Due to the large amount of liquids typically found in a post-fracturing well stream, the pressure of the gas stream may be insufficient to meet the inlet pressure requirement of the processing facility even though the content of the gas stream may be within composition specification. The excessive liquids contained within the flow back well stream, while flowing up the wellbore from the reservoir and to surface, exhibits higher flowing pressure losses. This causes a reduction in the flowing pressure to surface, often to below the inlet pressure requirement of the processing facility. Again, this necessitates venting or flaring of the gas stream until the water content is reduced such that pressure of the stream from the well is sufficient to overcome the minimum inlet pressure of the processing facility. As an alternative, should the gas composition be within the processing facility inlet specification while the pressure is too low to meet the inlet pressure requirement, a temporary gas compressor can be applied to sufficiently increase the pressure to meet the inlet pressure requirement to avoid venting or flaring. At least dehydration for water vapor removal prior to compression is likely needed in order for the gas component of the well stream to meet the compressor's inlet requirements.

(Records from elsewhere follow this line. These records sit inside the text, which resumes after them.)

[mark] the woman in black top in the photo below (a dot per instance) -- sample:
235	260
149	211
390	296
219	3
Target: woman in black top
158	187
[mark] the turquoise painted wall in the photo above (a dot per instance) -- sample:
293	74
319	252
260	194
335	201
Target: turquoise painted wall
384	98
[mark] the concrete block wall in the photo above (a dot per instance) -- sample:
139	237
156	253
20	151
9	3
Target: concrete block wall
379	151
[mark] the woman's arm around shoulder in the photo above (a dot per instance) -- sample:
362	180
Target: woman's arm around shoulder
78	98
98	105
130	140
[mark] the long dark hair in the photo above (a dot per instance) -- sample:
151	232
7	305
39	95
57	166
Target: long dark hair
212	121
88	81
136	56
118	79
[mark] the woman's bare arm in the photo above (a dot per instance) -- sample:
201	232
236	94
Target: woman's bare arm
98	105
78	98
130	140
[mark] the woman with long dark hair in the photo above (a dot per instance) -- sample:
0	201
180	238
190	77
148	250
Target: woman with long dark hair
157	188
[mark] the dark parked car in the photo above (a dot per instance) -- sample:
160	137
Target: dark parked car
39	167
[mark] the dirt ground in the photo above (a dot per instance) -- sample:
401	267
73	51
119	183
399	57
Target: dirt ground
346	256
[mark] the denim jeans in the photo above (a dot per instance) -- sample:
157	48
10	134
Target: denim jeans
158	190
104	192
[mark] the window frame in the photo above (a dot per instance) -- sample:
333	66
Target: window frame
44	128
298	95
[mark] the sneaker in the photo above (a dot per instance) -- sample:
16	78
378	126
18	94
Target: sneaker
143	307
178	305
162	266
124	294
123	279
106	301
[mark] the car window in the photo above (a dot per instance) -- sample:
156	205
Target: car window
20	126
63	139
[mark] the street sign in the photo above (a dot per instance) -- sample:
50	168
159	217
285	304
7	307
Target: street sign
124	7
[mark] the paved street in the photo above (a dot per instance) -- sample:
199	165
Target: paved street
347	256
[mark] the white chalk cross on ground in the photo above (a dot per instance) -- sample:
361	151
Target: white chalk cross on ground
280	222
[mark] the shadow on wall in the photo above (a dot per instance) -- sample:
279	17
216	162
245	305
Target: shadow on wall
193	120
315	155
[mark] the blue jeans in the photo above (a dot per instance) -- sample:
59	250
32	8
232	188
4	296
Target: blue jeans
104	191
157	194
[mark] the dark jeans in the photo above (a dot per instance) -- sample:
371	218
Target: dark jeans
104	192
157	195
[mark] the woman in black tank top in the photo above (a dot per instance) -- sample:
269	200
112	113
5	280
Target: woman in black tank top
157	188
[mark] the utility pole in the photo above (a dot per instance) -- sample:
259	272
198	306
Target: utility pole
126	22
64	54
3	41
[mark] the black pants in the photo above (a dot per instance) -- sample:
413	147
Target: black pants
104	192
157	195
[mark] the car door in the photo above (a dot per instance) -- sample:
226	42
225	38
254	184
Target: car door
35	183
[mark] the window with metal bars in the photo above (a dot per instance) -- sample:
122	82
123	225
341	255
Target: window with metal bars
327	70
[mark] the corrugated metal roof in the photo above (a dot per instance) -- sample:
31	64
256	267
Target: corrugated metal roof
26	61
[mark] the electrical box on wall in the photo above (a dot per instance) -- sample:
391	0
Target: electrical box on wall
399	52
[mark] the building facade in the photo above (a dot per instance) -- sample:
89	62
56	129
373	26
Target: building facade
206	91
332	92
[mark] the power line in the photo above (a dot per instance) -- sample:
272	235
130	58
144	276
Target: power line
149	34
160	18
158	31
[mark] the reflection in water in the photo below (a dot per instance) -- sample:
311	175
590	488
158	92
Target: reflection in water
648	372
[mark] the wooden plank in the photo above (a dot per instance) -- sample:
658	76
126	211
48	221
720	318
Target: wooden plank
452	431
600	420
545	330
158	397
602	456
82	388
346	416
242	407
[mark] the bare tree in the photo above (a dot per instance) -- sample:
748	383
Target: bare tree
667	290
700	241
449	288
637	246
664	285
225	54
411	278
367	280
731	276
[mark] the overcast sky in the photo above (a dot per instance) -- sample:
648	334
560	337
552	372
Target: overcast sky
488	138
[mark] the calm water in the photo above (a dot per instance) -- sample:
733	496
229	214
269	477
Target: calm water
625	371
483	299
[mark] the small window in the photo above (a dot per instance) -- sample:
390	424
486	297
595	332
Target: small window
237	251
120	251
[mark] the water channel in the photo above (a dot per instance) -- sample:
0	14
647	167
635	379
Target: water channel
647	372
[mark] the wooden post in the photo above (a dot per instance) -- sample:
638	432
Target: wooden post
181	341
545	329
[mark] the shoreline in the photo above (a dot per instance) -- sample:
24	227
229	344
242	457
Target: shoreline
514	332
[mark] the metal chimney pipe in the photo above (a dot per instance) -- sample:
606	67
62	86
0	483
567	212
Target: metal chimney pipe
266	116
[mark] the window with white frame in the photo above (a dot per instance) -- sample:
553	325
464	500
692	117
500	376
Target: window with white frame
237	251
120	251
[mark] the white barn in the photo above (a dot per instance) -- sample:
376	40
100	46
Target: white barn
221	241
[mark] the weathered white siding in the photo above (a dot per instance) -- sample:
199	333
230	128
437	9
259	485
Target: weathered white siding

Further, should the flowing pressure losses be such that the fluids will not readily flow to surface unassisted, load fluid recovery techniques can be deployed to move fluids to surface during the flow back stage. Two examples of such techniques are swabbing and gas-lifting. Both techniques tend to be costly, complex and time consuming and are add-on processes to the flow back operation following the fracturing treatment. Swabbing involves moving mechanical devices up the wellbore to cause liquids in the wellbore to be lifted to surface. Gas-lifting involves inserting a tubing string or coiled tubing inside the well casing to a specified depth then injecting gas such as nitrogen or natural gas into the tubing or annular space between the tubing and wellbore to cause liquids to move to surface. Gas-lifting can involve extensive surface equipment such as compressors to pressurize the gas, and dehydration and cooling equipment to treat the gas prior to compression.
While there are known techniques available for processing a well stream at surface and to pressurize the well stream to a sufficient processing facility inlet pressure, these techniques can be environmentally harmful, and include techniques like venting or flaring gases to atmosphere, and depositing liquids into open pits. These temporary techniques also tend to require complicated and expensive surface equipment, which also can introduce significant pressure losses, thereby compromising the pressure differential induced within the wellbore to draw the fracturing fluids out of the reservoir. Significantly reducing or eliminating venting, flaring and the water applied during hydraulic fracture completion operations is generally difficult, expensive, complex and ineffective, yet important to the environment and ultimate sustainability of existing well completion techniques. The oil and gas industry would benefit from an effective, cost efficient, and reduced emissions method to induce flow back behaviors after hydraulic fracturing.